There are lots of reasons a person's best efforts to minimize consumption, shop responsibly and live in an eco-friendly way are thwarted once a baby comes along.

Chief among them: diapers.

A baby can easily go through 5,000 to 6,000 diapers in the two to three years that they wear them. Bearing that in mind, most parents I know would prefer to avoid clogging landfills with diapers from big companies like Procter & Gamble (PG) and Kimberly-Clark (KMB), with their plastic shells, super-absorbent gels and overwhelmingly fake "baby powder" scents. Indeed, even parents I don't know, like Julia Roberts, reportedly favor eco-friendly diapers: Roberts got Seventh Generation diapers for twins Hazel and Phinnaeus, and Gdiapers for her youngest son Henry, read more on her choices below.

There are several eco brands of disposable and quasi-disposable diapers these days and they work pretty well. You can buy them at Diapers.com, Drugstore.com, Target (TGT) and even Wal-Mart (WMT) for roughly the same price as their mainstream counterparts. But they all have their quirks -- and I'm not sure they benefit the environment nearly as much as they assuage green guilt.

The environmental problems with diapers go from end to end.

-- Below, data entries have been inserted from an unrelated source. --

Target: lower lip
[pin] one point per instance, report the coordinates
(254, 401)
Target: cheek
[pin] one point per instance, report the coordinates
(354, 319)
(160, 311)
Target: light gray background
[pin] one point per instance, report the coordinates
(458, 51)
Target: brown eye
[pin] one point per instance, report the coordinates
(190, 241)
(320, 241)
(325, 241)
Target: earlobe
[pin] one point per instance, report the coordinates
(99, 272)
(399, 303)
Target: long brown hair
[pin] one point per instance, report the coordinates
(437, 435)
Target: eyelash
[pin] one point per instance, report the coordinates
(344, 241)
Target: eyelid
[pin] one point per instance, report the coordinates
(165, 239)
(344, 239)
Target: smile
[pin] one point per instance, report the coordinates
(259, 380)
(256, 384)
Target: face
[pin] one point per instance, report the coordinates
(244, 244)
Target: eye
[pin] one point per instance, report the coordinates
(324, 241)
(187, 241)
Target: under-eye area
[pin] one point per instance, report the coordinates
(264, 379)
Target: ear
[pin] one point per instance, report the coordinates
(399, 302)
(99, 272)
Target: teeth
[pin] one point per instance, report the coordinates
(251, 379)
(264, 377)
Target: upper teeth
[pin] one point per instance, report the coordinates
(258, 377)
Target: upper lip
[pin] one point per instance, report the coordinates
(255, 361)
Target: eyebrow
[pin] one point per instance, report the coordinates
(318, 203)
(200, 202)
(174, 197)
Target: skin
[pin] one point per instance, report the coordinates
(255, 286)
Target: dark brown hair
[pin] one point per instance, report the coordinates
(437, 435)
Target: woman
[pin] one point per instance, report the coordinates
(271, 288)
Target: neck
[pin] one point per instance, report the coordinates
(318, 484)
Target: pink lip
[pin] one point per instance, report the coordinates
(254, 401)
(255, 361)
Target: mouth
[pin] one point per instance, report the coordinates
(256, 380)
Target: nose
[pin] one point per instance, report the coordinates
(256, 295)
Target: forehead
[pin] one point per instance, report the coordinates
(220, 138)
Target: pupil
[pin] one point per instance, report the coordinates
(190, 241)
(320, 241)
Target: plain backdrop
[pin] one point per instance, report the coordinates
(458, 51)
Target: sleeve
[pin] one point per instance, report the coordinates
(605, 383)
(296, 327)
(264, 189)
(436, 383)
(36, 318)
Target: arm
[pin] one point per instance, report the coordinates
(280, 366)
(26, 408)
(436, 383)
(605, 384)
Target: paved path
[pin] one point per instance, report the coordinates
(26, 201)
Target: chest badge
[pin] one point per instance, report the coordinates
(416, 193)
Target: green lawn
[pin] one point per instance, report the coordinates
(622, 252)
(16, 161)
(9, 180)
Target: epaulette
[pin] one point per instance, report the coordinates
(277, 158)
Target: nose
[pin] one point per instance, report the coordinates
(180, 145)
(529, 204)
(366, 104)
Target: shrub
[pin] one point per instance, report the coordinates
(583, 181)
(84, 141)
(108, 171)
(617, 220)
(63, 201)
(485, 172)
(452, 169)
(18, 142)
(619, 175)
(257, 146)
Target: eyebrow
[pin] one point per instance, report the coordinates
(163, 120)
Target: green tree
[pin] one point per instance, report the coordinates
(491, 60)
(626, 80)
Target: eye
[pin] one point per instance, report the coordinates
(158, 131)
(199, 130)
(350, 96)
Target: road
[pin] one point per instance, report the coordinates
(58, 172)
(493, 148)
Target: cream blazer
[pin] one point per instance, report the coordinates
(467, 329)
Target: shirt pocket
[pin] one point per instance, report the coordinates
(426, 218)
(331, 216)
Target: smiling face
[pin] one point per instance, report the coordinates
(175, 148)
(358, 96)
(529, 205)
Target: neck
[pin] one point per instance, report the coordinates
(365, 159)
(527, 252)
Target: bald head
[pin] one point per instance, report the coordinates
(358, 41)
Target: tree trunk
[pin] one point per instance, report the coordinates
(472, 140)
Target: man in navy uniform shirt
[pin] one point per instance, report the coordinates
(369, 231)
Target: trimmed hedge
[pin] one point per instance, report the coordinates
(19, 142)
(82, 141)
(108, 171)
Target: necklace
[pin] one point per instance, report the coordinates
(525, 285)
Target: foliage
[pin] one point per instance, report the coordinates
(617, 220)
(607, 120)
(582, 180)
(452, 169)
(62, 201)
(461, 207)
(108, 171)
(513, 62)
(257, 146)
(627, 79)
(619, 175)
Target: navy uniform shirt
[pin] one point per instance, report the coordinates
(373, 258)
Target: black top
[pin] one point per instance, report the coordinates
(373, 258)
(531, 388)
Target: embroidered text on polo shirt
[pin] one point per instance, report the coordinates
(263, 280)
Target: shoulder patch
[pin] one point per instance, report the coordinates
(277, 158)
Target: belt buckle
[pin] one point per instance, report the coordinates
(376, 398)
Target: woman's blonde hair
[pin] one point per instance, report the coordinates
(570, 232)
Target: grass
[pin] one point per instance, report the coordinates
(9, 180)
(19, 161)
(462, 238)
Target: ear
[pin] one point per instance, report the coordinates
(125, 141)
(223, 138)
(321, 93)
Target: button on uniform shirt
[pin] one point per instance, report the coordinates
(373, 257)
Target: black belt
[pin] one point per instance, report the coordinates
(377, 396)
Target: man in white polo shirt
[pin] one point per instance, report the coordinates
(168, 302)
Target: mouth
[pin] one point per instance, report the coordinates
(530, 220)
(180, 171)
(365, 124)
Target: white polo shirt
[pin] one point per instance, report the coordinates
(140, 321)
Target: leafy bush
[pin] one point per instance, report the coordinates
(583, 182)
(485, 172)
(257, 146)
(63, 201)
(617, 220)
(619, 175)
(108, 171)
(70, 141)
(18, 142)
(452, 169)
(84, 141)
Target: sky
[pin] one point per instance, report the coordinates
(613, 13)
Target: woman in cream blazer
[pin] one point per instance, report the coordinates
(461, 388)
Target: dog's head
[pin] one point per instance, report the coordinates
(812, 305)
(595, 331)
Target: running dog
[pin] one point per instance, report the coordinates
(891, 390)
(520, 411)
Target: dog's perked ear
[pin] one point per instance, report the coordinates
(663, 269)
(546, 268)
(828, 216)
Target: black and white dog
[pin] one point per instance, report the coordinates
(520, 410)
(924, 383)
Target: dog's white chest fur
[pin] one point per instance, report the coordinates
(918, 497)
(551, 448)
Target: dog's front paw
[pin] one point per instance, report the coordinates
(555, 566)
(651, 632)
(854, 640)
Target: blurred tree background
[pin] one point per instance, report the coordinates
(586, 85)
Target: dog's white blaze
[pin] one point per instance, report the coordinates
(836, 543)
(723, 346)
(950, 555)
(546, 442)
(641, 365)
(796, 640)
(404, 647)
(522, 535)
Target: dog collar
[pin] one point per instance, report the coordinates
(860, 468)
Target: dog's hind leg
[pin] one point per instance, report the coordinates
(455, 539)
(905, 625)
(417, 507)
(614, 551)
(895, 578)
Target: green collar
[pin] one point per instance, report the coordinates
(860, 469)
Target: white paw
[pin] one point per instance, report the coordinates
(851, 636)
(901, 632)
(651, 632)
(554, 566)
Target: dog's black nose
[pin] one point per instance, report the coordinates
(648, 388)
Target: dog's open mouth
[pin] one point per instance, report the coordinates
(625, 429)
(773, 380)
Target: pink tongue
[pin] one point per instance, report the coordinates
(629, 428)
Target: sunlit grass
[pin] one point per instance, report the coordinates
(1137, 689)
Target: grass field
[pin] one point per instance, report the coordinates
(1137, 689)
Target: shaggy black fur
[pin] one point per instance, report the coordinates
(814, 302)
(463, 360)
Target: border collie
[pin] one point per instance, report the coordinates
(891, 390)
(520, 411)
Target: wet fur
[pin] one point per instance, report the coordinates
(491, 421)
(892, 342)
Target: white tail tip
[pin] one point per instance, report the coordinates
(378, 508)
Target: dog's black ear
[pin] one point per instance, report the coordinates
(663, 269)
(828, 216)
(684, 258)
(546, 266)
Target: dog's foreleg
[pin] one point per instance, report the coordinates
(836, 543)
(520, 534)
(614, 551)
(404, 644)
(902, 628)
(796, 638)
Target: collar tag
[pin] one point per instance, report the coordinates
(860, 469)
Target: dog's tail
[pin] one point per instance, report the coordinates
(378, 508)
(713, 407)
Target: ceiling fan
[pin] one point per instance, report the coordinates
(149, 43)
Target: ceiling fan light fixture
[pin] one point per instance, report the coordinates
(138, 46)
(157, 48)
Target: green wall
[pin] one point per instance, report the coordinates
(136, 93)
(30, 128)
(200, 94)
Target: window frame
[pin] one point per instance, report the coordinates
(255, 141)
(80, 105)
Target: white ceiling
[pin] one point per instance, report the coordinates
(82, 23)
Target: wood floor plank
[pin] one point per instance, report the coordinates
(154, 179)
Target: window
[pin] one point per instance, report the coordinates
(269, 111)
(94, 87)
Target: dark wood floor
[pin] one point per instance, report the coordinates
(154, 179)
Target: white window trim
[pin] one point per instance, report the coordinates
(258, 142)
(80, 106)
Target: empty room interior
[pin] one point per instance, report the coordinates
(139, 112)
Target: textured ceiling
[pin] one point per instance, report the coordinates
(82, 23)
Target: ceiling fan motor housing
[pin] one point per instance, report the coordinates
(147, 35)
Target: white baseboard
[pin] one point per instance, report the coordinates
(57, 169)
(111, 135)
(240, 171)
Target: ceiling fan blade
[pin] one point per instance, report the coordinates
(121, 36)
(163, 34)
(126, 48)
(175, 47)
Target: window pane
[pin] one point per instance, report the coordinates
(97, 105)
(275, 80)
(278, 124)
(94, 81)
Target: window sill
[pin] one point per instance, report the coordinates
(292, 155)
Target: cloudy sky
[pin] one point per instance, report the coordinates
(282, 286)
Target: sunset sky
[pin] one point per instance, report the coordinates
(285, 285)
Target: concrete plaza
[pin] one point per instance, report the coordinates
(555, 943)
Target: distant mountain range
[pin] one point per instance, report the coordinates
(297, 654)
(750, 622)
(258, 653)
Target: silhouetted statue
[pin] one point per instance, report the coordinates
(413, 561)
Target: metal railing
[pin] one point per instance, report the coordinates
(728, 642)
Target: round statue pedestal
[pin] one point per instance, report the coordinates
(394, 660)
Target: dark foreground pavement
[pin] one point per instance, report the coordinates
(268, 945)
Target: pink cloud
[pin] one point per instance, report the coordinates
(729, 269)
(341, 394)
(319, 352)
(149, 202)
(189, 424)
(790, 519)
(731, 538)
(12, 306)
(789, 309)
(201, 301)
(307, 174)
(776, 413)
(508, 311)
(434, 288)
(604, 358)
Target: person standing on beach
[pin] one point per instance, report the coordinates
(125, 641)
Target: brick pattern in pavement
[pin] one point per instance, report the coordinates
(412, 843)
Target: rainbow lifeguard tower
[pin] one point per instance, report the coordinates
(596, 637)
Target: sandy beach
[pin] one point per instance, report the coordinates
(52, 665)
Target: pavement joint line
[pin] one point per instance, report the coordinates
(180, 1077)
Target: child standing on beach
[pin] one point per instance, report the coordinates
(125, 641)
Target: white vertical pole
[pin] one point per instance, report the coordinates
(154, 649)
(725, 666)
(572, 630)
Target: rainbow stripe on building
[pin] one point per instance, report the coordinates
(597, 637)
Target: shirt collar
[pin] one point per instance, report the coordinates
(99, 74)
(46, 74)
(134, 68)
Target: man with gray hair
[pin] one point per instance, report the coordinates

There's the petroleum, bleach and other chemicals used to manufacture and ship them, and there's the utter lack of biodegradability once you throw them away.

One new brand, Nature Babycare from Sweden, claims to address both issues. Its shell is theoretically compostable because it's made from corn instead of plastic, and the absorbent lining is mostly compostable because it's chlorine free and partly made from wood pulp. Getting petroleum-based plastic and dioxin-generating chlorine out of the manufacturing process is a worthy start.

But one look at these nappies tells you that they are not going to break down in a backyard compost pile anywhere nearly as quickly as your baby will go through them. (And not everything that comes out of a baby's bottom should wind up in a compost pile anyway.) You could find out whether your town has a drop-off location for organic waste (essentially a community compost pile), but most don't.

So you'll probably do with these diapers what I did. You'll wrap them up in a plastic garbage bag that is absolutely not biodegradable and put them out by the curb to be collected by your town garbage collectors, who will ultimately pile them into a landfill. Once there, it seems they wouldn't break down even if they were made of fig leaves, according to the California Integrated Waste Management Board.